Danke also an Sie alle, die Freunde von Assisi, an Papst Franziskus, der sich mit den Friedenssuchern auf den Weg macht. Dass die Religionsoberhäupter sich gemeinsam zeigen und um den Frieden bitten, ist ein strahlendes Bild. Dadurch werden diejenigen entlarvt, die den Namen Gottes gebrauchen, um Krieg zu führen und Terror zu säen. So war es vor dreißig Jahren, 1986, als Johannes Paul II. den Mut hatte, diejenigen einzuladen, die Jahrtausende lang als fremd betrachtet wurden. Viele antworteten darauf. Dies durfte kein isoliertes Ereignis bleiben, wie einige Vorsichtige es wollten, keine Extravaganz des Papstes.

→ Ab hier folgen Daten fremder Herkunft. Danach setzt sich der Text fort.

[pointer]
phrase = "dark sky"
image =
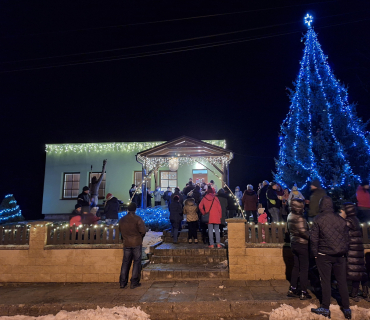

War das ein Ereignis, das nur in einer schönen Stadt wie Assisi möglich ist, die uns lieb ist, wie eine Krippe? Oder nur in den Aulen von Universitäten und Kongresshallen? So war es nicht. Das Ereignis wurde zur Geschichte: einer Geschichte von Städten, Peripherien und Völkern, die sich jedes Jahr mit Schmutz und Leid befleckten, doch gleichzeitig auch Erwartungen und Hoffnungen auf sich luden. Es sind dreißig Jahre, dass wir in diesem Geist durch die Welt gehen. Wir haben verstanden, dass jede religiöse Gemeinschaft, die betet, Energien des Friedens freisetzen kann. Seit 1986 sind die Wasser des Friedens aus den Brunnen der Religionen geströmt und vermischten sich untereinander, um Konflikte zum Verlöschen zu bringen. Das ist der Geist von Assisi. Wie viele Geschichten wären zu erzählen! Ich erinnere an den syrischen Bischof Mar Gregorios. Hier im Jahr 1986 und in der Folgezeit war er immer unter uns. Er glaubte an das Zusammenleben. Er ist Bischof von Aleppo, einer Stadt in der die Religionen zusammenleben, sie war Weltkulturerbe im Jahr 1986. Im April 2013 verließ er Aleppo gemeinsam mit Bischof Yazigi auf einer humanitären Mission. Sie kehrten nicht zurück.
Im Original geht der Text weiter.